Concluding that the current stock market correction was caused by rising interest rates is also a bit simplistic.  True, rising interest expense decreases net income, thereby making the stock less valuable.  But there is more to that.

Productivity can be defined as output per unit of input or the number of widgets produced per hour, for example.  Everyone knows that increasing productivity must be a good thing but why?  Here is the general rule:  Inflationary pressure tends to increase when wage gains or other expenses rise faster than productivity increases.  The low productivity increases since the financial crisis of 2008/9 haven’t really matter because wage gains were minimal.
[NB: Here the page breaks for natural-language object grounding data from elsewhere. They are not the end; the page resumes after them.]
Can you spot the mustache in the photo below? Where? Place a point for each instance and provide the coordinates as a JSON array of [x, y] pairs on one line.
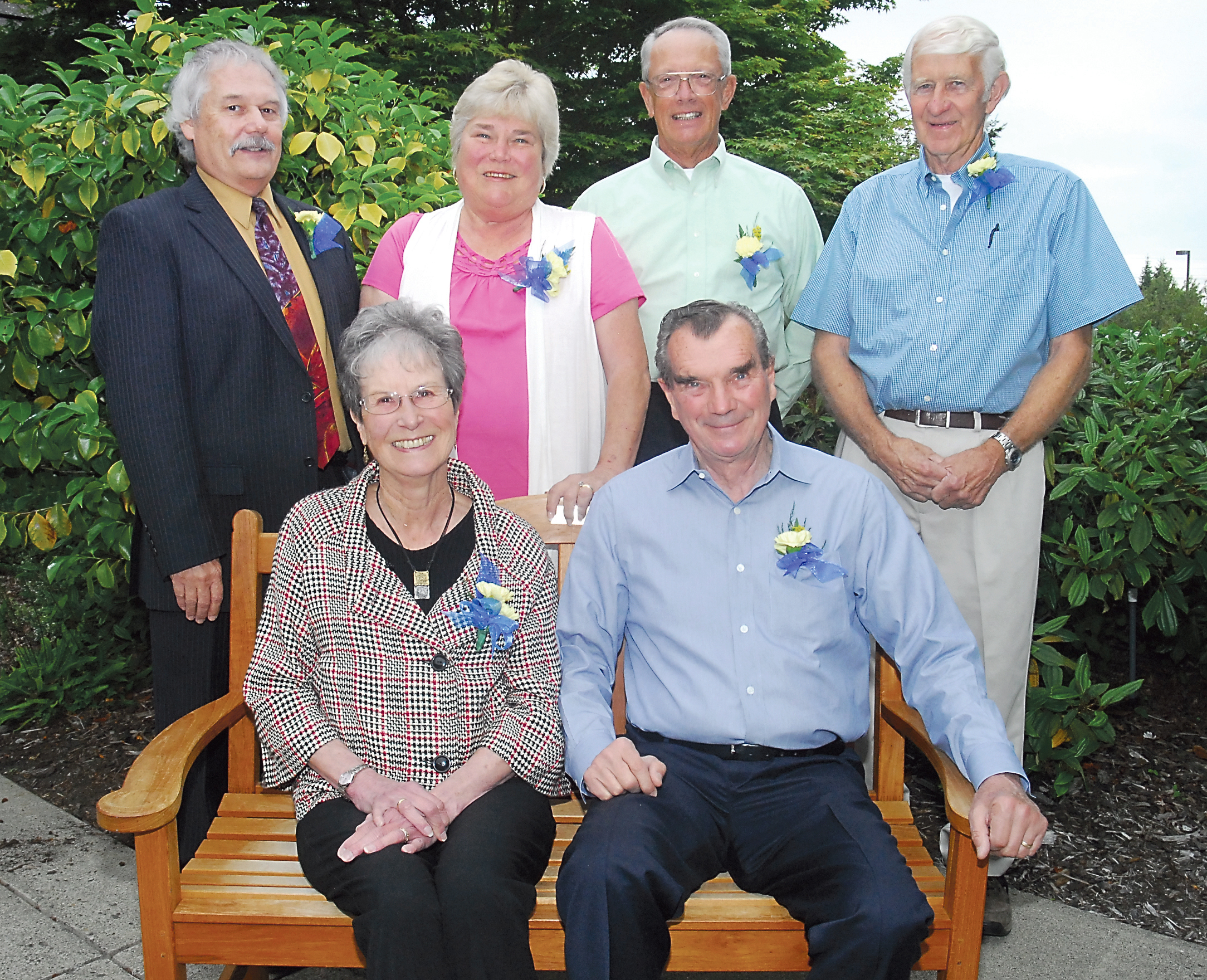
[[252, 143]]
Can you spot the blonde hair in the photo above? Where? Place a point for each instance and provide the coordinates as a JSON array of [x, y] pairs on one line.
[[511, 89]]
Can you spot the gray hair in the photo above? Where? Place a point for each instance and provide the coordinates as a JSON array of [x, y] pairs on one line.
[[705, 316], [193, 81], [687, 23], [406, 330], [956, 35], [511, 89]]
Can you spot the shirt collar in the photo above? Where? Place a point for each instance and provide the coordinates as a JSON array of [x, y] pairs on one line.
[[671, 172], [681, 465], [930, 183], [237, 204]]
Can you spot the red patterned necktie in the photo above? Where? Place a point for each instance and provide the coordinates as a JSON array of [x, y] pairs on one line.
[[289, 295]]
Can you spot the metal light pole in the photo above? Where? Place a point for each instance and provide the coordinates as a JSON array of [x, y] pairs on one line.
[[1187, 253]]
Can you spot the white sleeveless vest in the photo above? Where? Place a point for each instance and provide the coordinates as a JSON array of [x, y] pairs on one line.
[[566, 389]]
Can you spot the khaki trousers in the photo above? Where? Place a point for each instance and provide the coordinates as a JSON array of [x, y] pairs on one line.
[[989, 558]]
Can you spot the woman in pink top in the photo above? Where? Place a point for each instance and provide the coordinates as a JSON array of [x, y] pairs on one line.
[[545, 300]]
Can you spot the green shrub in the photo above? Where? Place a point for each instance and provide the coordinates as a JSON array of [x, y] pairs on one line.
[[358, 144], [1066, 722], [1129, 467]]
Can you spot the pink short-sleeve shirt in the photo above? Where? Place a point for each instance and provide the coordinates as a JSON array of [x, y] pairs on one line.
[[489, 315]]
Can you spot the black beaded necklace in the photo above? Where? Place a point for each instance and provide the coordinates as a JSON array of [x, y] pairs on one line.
[[422, 583]]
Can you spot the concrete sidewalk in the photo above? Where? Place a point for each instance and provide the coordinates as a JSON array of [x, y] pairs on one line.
[[69, 908]]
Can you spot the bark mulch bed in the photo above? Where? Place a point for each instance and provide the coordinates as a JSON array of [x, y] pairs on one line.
[[1131, 841]]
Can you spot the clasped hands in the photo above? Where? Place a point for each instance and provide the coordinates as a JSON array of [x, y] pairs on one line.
[[396, 812], [961, 481]]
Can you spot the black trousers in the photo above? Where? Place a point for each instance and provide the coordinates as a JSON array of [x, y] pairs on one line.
[[457, 910], [802, 831], [663, 432], [189, 669]]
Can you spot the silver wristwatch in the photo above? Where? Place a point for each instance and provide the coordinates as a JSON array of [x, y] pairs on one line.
[[345, 779], [1013, 454]]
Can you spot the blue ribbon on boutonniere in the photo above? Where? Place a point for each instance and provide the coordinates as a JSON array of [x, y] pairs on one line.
[[988, 178], [320, 231], [489, 611], [797, 550], [541, 275], [754, 255]]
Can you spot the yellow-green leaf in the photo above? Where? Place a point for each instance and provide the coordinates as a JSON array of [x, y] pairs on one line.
[[373, 213], [89, 193], [23, 372], [330, 149], [87, 446], [34, 178], [343, 214], [41, 534], [116, 477], [84, 134], [301, 142], [60, 520]]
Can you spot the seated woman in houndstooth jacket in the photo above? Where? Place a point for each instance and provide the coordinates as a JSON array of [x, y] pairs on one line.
[[406, 676]]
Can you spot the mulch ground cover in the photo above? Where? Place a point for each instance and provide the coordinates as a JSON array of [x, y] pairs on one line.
[[1131, 840], [1129, 843]]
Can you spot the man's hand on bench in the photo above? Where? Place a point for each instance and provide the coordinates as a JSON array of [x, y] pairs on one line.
[[1005, 820], [618, 769]]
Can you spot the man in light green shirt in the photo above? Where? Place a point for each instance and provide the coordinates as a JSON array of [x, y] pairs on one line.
[[692, 212]]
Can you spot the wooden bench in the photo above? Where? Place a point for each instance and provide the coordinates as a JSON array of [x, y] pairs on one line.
[[244, 901]]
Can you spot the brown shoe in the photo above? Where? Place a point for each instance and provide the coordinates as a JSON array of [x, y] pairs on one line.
[[999, 919]]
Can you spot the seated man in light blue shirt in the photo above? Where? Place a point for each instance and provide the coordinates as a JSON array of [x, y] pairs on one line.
[[954, 307], [746, 674]]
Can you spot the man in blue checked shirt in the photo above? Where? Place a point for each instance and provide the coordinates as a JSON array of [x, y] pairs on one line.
[[954, 308], [746, 675]]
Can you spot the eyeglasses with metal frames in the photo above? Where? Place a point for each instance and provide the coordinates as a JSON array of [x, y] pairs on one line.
[[387, 403], [700, 82]]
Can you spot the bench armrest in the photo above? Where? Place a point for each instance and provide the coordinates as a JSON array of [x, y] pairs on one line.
[[957, 792], [150, 796]]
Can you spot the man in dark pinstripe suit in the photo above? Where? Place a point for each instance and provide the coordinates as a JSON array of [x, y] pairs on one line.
[[215, 315]]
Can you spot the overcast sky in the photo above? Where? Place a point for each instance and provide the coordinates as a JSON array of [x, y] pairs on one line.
[[1113, 90]]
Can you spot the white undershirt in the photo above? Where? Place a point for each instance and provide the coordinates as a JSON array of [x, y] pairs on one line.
[[952, 189]]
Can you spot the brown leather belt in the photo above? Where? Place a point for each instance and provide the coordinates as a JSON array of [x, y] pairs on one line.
[[949, 419]]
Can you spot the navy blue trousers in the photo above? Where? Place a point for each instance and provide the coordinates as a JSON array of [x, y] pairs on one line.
[[799, 830]]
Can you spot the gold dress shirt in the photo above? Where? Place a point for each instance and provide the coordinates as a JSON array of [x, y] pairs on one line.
[[238, 207]]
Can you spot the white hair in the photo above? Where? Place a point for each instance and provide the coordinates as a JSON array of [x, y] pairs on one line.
[[193, 81], [511, 89], [687, 23], [956, 35]]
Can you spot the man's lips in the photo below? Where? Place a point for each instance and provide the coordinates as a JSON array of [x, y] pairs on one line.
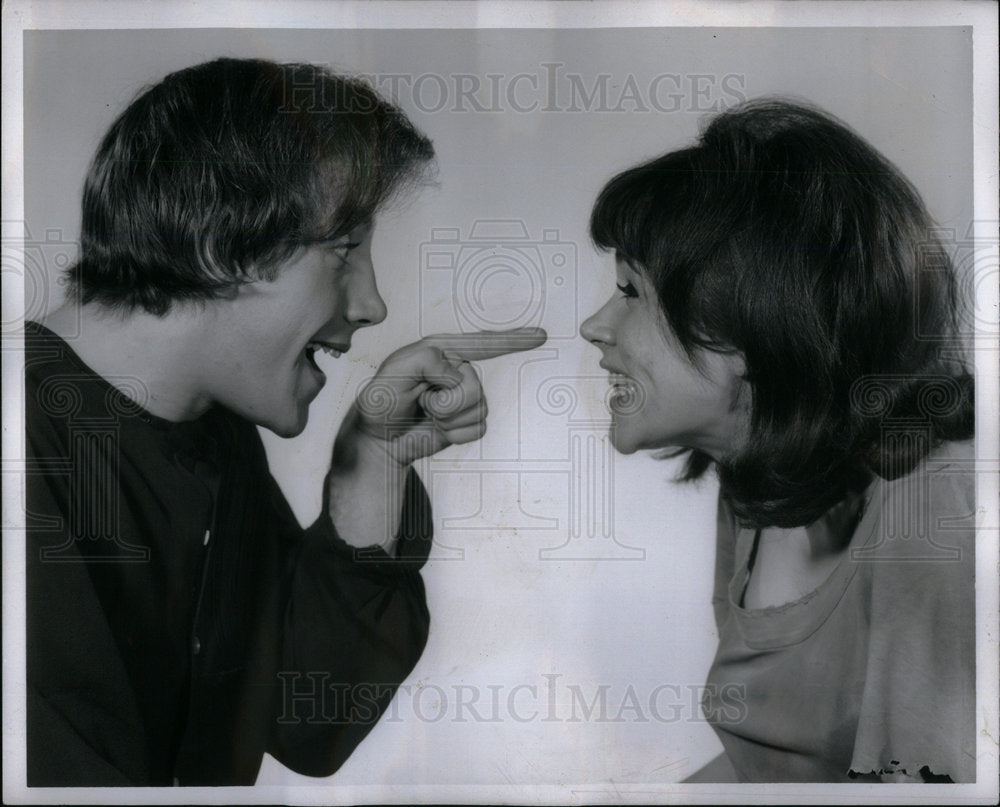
[[335, 349]]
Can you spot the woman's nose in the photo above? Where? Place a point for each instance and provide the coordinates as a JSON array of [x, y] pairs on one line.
[[597, 328], [366, 306]]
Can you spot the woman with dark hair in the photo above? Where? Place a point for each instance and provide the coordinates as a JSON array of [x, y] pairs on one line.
[[788, 319]]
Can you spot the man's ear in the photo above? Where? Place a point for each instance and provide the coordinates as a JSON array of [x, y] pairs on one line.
[[742, 390]]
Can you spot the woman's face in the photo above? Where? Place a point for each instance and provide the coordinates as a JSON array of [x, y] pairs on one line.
[[659, 399]]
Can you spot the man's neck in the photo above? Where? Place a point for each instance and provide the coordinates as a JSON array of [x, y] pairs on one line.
[[162, 354]]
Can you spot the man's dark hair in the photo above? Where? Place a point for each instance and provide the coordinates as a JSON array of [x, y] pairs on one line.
[[784, 236], [217, 174]]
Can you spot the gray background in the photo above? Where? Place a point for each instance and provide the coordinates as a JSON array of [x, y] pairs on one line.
[[517, 590]]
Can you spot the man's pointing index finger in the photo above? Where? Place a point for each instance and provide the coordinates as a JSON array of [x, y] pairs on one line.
[[487, 344]]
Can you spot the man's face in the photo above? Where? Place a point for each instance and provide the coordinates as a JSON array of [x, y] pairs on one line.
[[268, 333]]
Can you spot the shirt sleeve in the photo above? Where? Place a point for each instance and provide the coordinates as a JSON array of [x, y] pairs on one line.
[[918, 706], [355, 625]]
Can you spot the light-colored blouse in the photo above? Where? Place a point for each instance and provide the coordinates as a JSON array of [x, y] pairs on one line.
[[873, 672]]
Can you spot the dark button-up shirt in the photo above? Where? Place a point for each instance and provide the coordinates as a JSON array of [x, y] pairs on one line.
[[180, 622]]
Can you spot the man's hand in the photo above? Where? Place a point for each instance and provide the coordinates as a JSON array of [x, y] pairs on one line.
[[426, 396]]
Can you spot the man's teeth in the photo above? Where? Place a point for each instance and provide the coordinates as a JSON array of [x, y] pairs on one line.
[[330, 351]]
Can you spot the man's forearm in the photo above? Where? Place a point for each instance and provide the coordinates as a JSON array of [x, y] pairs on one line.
[[365, 489]]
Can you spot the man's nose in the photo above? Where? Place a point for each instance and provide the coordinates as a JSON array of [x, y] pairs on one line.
[[366, 306]]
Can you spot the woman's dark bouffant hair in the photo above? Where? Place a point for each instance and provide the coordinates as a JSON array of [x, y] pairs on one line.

In the past two weeks, the latest economic data shows productivity actually decreased 0.1% last month, while wage gains have been 2.9% on a year-over-year basis.  Long dormant, inflation may be rising.  In 1981, Fed Chairman Paul Volcker proved the only way to control inflation is to raise interest rates.  While the Fed was already increasing interest rates slowly, the latest data suggests the Fed may “hit the brakes” on inflation by raising rates higher and faster than the market expected.

Compounding this fear is the realization that the fiscal stimulus of the tax cut will come at exactly the wrong time, when inflation is breaking out.  This tax cut increases the urgency to increase interest rates.

A month ago, the stock market was enjoying certainty.  It does not like nor tolerate uncertainty very well!  How bad will inflation get, and how high will interest rates get ....... and when?